S’il est une chose à laquelle tout le monde joue, ce sont bien les dés, à condition d’avoir des mains pour les lancer ou à défaut, une bouche.

 

Le jeu du Cul de Poule jouit d’une extrême popularité sur la Boule en raison de la très grande simplicité de la règle. Il suffit de faire un neuf avec une paire de dés et de crier « kotkot j’ai pondu mon neuf » pour valider un lancer victorieux avant que l’un des autres joueurs n’ait pu dire « un renard dans le poulailler ». Attention toutefois à ne pas dire « kotkot j’ai pondu mon neuf » à tort et à travers pour ne pas risquer d’avoir un gage [1].

 

L’origine de ce jeu n’est pas bien connue mais sans doute remonte t-elle à la création des premiers dés par un Nain au chômage technique surnommé Dédé. Il tailla sans trop savoir pourquoi quelques blocs de granit en cube et après avoir pensé un instant faire la même chose avec du fromage de yak pour accompagner sa bière à l’apéro, il s’aperçut qu’en lançant l’objet sur le sol, celui-ci ne retombait presque jamais sur la même face. Les Nains étant de grands férus de mathématiques, le tailleur des dés Dédé décida de graver sur chaque face un chiffre et de créer un jeu de hasard [2]. Le Cul de Poule ayant une règle relativement simple, on pense que ce fut le premier jeu à avoir été créé.

 

Bien sûr au fil des siècles, le jeu a pu s’enrichir de multiples règles et de nombreuses variantes sont apparues dans toutes les régions de la Boule d’Awhan, hormis les régions boisées où vivent les Elfes, car je le répète, ces derniers refusent de s’avilir à ce genre de bassesse de l’esprit, cette immonde perversion qu’est le jeu.

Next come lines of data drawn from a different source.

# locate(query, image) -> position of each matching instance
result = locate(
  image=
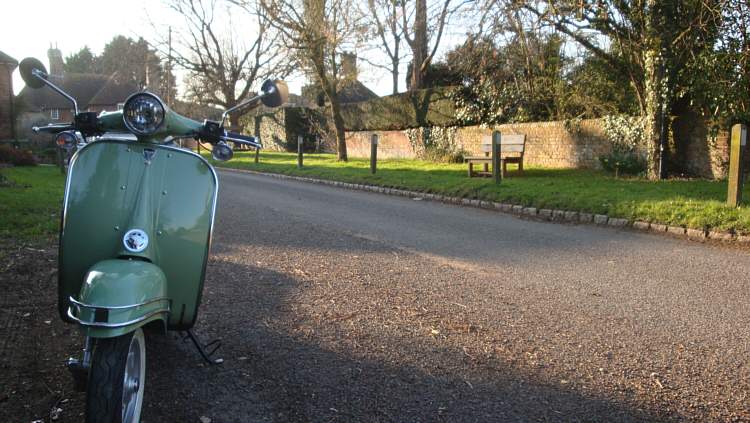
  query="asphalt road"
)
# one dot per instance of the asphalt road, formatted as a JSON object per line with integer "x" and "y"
{"x": 339, "y": 305}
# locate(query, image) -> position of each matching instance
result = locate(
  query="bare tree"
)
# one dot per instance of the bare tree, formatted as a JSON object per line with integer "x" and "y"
{"x": 317, "y": 32}
{"x": 384, "y": 20}
{"x": 423, "y": 25}
{"x": 653, "y": 40}
{"x": 223, "y": 67}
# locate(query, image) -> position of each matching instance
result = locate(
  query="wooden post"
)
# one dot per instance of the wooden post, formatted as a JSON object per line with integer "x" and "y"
{"x": 496, "y": 168}
{"x": 737, "y": 148}
{"x": 373, "y": 153}
{"x": 299, "y": 151}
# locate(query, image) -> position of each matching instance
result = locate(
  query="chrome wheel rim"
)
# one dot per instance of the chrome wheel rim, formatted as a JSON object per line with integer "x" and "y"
{"x": 134, "y": 378}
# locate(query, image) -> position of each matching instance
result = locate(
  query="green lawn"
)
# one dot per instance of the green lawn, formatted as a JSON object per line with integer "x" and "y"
{"x": 690, "y": 203}
{"x": 30, "y": 201}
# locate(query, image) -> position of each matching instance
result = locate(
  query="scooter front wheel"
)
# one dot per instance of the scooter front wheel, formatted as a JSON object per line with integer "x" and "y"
{"x": 116, "y": 379}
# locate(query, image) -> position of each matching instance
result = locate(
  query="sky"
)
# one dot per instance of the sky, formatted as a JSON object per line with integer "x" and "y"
{"x": 29, "y": 27}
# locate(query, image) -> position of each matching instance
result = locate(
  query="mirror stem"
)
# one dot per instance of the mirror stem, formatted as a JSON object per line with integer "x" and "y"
{"x": 254, "y": 101}
{"x": 41, "y": 76}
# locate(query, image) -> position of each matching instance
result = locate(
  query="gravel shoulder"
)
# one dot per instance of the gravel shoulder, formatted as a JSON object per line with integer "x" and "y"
{"x": 336, "y": 305}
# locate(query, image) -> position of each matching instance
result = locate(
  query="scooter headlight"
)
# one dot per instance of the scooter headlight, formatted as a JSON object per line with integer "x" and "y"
{"x": 66, "y": 140}
{"x": 143, "y": 113}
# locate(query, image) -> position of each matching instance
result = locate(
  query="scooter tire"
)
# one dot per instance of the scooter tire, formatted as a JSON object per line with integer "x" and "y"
{"x": 108, "y": 387}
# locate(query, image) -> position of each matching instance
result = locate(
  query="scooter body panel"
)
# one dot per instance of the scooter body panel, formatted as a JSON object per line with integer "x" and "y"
{"x": 120, "y": 295}
{"x": 166, "y": 193}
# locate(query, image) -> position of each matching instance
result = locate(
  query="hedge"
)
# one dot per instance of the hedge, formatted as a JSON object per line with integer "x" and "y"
{"x": 423, "y": 108}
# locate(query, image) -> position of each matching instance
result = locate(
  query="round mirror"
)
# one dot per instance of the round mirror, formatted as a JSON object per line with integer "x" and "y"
{"x": 221, "y": 151}
{"x": 27, "y": 67}
{"x": 275, "y": 93}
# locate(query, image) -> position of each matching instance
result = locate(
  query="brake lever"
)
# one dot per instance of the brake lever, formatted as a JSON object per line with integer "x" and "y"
{"x": 53, "y": 128}
{"x": 239, "y": 139}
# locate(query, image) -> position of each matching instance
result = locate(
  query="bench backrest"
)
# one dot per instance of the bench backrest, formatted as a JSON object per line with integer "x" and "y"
{"x": 511, "y": 143}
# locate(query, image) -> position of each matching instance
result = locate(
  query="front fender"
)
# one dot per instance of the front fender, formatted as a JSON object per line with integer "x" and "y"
{"x": 118, "y": 296}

Ainsi, en Breizhie par exemple où j’ai eu l’occasion de jouer contre de vrais autochtones, une règle fait toute la différence puisque si l’un des lanceurs fait un huit et qu’il ne dit pas « crustacé » avant que ses camarades ne lâchent une perle, il est éliminé jusqu’à la prochaine pleine lune. A part ça, la règle ne change pas.

Enfin, il est important de noter que le jeu du Cul de Hibou auquel on joue sur l’Ile Rosbif n’est en aucun cas une variante du Cul de Poule. Il s’agit d’un jeu à part aux règles bien précises et bien plus complexes d’autant plus que là encore, les variantes sont nombreuses.

 

***

 

[1] Traditionnellement il s’agit de gober un œuf cru mais suivant les régions ça peut varier.

[2] Pour les Nains le hasard n’existe pas et ils préfèrent parler de jeu de probabilités.